Rajan Menon: For Security, Ukraine Needs an Army, the West—and China

BY ATLANTIC COUNCIL
JANUARY 13, 2015


Atlantic Council Senior Fellow Rajan Menon, chairman of political science at the City College of New York, has just co-authored a new book, Conflict in Ukraine,with Eugene Rumer of the Carnegie Endowment for International Peace. The book, to be published in March by MIT Press, occasioned a discussion this weekbetween Menon and Ukraine specialist Alexander Motyl of Rutgers University.

Here are key points by Menon in his interview by Motyl on the World Affairs Journal website:

Ukraine’s needs to rebuild a relationship with Russia: “An isolated, nationalistic, and authoritarian Russia isn’t what Europe needs—and it’s certainly not good for Ukraine. Ukraine cannot afford to be in a perpetual state of war with Russia, if only because no Western soldier will ever be dispatched to die for Ukraine.”

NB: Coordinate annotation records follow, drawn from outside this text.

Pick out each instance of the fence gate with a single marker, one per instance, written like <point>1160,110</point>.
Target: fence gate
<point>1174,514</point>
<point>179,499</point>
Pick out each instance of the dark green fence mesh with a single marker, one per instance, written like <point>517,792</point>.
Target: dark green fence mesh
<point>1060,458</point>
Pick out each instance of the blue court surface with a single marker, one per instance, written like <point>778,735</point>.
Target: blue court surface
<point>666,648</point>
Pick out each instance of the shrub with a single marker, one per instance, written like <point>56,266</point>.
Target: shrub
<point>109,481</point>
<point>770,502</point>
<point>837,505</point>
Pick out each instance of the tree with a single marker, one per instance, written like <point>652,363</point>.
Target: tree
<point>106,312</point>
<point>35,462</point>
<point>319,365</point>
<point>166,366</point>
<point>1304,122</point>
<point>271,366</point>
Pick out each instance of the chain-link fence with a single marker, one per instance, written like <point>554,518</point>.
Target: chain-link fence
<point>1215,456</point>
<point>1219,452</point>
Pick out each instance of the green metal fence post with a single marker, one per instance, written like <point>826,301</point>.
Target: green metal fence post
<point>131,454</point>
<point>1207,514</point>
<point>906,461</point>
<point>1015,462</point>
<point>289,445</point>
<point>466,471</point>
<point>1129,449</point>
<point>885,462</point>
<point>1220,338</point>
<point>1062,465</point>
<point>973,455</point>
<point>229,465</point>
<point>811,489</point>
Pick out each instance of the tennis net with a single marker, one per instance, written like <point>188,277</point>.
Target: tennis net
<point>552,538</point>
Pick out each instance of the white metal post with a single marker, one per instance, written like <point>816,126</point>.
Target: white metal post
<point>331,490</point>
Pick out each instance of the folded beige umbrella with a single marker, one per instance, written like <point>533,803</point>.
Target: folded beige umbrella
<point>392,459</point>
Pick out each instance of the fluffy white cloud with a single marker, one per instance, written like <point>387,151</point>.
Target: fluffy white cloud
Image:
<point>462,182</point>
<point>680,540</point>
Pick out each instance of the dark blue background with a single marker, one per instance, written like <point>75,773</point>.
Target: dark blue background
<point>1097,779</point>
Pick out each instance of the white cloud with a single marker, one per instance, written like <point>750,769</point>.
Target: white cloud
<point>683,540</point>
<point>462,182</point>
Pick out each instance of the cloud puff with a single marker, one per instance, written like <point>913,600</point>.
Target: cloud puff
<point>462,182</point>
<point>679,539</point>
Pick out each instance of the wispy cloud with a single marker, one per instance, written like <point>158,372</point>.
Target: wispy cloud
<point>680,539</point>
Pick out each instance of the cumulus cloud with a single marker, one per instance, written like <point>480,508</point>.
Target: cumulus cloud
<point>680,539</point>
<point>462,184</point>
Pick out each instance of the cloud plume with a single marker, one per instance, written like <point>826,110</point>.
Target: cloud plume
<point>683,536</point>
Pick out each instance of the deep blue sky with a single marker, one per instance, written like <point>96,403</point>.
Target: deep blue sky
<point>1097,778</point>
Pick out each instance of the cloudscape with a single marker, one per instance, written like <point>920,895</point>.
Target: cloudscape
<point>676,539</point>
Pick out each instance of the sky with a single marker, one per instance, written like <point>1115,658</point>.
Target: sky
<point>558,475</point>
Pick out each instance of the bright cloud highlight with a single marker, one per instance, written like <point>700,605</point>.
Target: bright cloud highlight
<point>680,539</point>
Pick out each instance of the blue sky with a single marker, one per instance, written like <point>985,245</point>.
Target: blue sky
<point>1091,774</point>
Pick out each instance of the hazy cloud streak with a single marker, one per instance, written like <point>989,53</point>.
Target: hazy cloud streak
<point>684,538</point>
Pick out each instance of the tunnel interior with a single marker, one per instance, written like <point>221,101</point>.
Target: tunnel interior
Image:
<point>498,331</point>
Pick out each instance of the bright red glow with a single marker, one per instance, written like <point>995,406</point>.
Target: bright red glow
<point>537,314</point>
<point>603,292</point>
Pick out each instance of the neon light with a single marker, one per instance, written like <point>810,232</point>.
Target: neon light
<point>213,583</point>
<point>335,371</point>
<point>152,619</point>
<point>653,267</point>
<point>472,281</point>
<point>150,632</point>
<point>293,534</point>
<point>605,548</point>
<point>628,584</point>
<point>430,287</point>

It’s not certain that Ukraine can accomplish radical reforms: While Ukraine’s new government is headed by able, smart leaders, Menon says that is not enough. “It’s insufficient for reforms to be economically “correct”; they must be politically sustainable and introduced in the proper sequence, with provisions for softening their most malign effects.”

Kyiv should avoid trying to recover the Russian-held Donbas: A priority for the government should be “not dwelling on recapturing the so-called Donbas republics, to say nothing of Crimea,” Menon tells Motyl. “The loss of these lands, which have been anti-reform bastions, is a blessing in disguise for Ukraine. … Ukraine is now ethnically more homogeneous: that is a huge plus given its particular circumstances.”

Ukraine should rebuild its army, drop plans to join NATO and build relations with China: Menon urges Kyiv to build a “small professional force” shaped for defense against further Russian invasions. And “besides cultivating ties with the West, increase trade and investment with China so that it gains a strategic stake in Ukraine,” he says. Also, “Ukraine should renounce NATO membership,” notably because the alliance will not admit Ukraine as a member in any near future. Thus, "Kyiv loses nothing by relinquishing something it won’t get. … A no-NATO pledge combined with a no-forces-zone [in the disputed Donbas] patrolled by peacekeepers and observers can bolster Ukraine’s security and allay Russia’s main strategic concern.”